Nov. 1, 2013
By Steve Grinczel, MSUSpartans.com Online Columnist | @GrinzOnGreen
EAST LANSING, Mich. - Darqueze Dennard established the No-Fly Zone over Michigan State's defensive secondary last spring.
It has been highly successful at deterring aerial incursions through the first eight games while leading the Big Ten in pass defense. The Spartans are allowing a league-low 160.6 yards through the air with a league-high pass-defense efficiency rating of 168.7.
Dennard, fellow cornerback Trae Waynes, strong safety Isaiah Lewis and free safety Kurtis Drummond are wary of an explosive threat that will be aimed directly at them when Michigan visits Spartan Stadium on Saturday.
Jeremy Gallon, the Wolverines' 5-foot-8, 184-pound wide receiver, is coming off a Big Ten-record, 369-yard performance (on 14 catches) in the 63-47 win against Indiana. He also had two touchdowns against the Hoosiers and is second in the league with 118.7 yards per game.
"I've been seeing him since 2011 when we played them," Dennard said. "He's a small guy, he's not that big, but he's a quick-twitch guy. He's fast, runs good routes and he's breaking well. He got a lot of balls thrown his way (against Indiana). He made a couple of great catches and runs as he catches, and he's a good player."
Keeping receivers like Gallon from getting under MSU's radar is why Dennard saw the need to create the No-Fly Zone to complement the rush defense.
"I did a lot of film study, and a lot of those games that we lost last year pretty much fell down on (the defensive backfield)," Dennard said. "In the spring I didn't participate, but I pretty much talked to my guys every day and went into the meeting room, and I said, `Hey, at the end of the day, this year is all going to come down to us because everybody knows what our front seven is going to do with (linebackers) Max Bullough and Denicos (Allen) and all those guys up front.
"So, that's how the No-Fly Zone came in - just basically me just telling them (opponents) can't pass on us.
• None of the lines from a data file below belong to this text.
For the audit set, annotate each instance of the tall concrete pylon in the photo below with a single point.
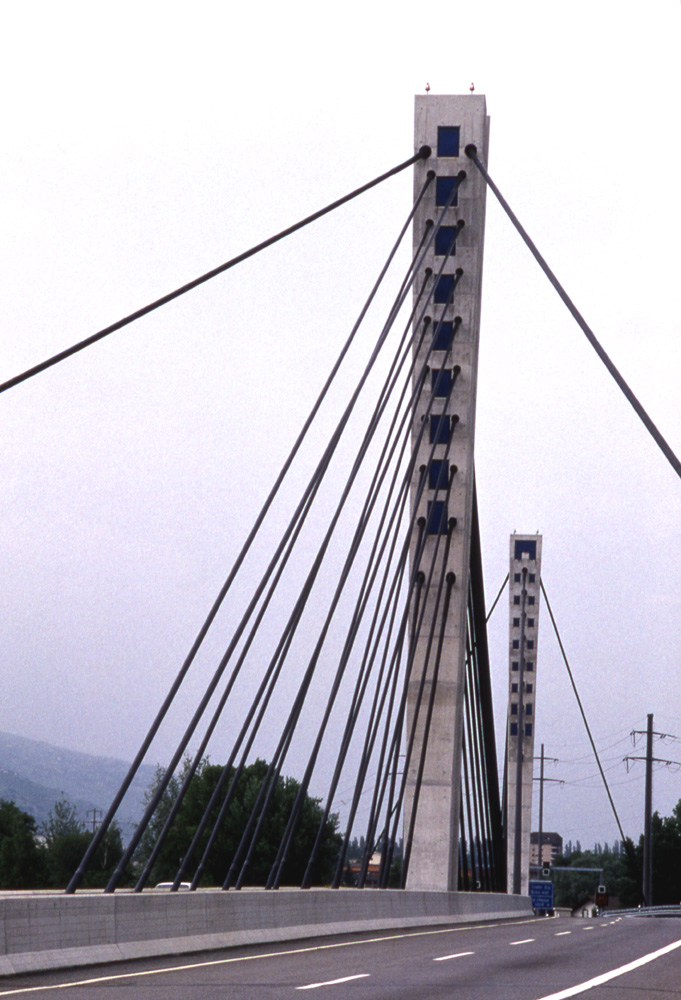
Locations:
(524, 593)
(447, 124)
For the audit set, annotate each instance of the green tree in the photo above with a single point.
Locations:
(227, 841)
(666, 837)
(66, 840)
(21, 860)
(571, 888)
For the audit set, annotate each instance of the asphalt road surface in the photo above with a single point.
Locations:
(537, 959)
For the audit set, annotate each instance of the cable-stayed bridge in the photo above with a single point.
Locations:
(413, 547)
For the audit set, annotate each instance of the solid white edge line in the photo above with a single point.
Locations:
(572, 991)
(252, 958)
(334, 982)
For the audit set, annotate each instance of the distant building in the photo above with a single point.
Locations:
(524, 593)
(552, 847)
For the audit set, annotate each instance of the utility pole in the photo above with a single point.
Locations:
(647, 887)
(94, 818)
(542, 779)
(648, 819)
(518, 833)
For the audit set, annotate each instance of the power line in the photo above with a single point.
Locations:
(581, 709)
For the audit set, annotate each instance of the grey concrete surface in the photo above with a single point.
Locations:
(43, 931)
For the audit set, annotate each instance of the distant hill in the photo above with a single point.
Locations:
(35, 775)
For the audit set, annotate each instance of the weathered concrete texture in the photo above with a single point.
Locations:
(42, 931)
(524, 599)
(434, 843)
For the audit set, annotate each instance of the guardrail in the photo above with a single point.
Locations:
(648, 911)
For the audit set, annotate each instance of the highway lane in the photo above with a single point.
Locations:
(538, 959)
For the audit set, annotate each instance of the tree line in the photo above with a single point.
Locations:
(623, 867)
(36, 856)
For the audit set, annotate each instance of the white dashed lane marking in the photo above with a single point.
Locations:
(334, 982)
(459, 954)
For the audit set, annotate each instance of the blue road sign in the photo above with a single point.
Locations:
(541, 894)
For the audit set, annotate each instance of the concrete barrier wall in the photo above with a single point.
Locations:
(46, 931)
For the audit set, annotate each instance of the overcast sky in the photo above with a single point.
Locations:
(146, 143)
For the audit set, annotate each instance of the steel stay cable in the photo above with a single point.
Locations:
(581, 709)
(372, 822)
(373, 564)
(278, 865)
(302, 693)
(393, 672)
(484, 689)
(371, 736)
(480, 751)
(378, 797)
(372, 643)
(391, 810)
(307, 499)
(426, 659)
(214, 681)
(662, 444)
(423, 154)
(217, 713)
(374, 488)
(216, 792)
(432, 235)
(486, 832)
(496, 599)
(162, 712)
(298, 704)
(396, 308)
(220, 818)
(471, 734)
(387, 692)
That's the way we're going to win games, just locking them down. We've got a lot more plays left to be made."
And, it would appear the Spartans will get plenty of opportunities against the Wolverines, who are third in the Big Ten with 262.6 passing yards per game.
Like his predecessor, Denard Robinson, U-M quarterback Devin Gardner is a threat to pass or run and leads the league in total offense (328.4). He's second in the league with a 254.1-yard passing average, by just 0.8 yards, and in touchdown passes with 13. He also has thrown 10 interceptions, the most in the conference.
"I think the difference is, Devin Gardner is a bigger guy," Dennard said. "He's more of a pro-type quarterback, as well. He can run and I'd say he throws a better ball than Denard. "He reads more coverage and he's a student of the game. I tip my hat to him because you can tell from watching film he watches what's going on, tries to read the defense and does a good job with that."
Nevertheless, Dennard likes the defense's chances of getting the ball back into the offense's hands by creating turnovers as MSU goes for what would be a third consecutive win over Michigan at Spartan Stadium for the first time in school history.
"I know the No-Fly Zone back there, we're kind of happy," Dennard said. "He throws the ball a lot, he's got a lot of faith in his receivers and we're going to have a lot of opportunities to make plays on the ball.
"I know me and the rest of the guys in the secondary, and on the defense, are just ready to make plays."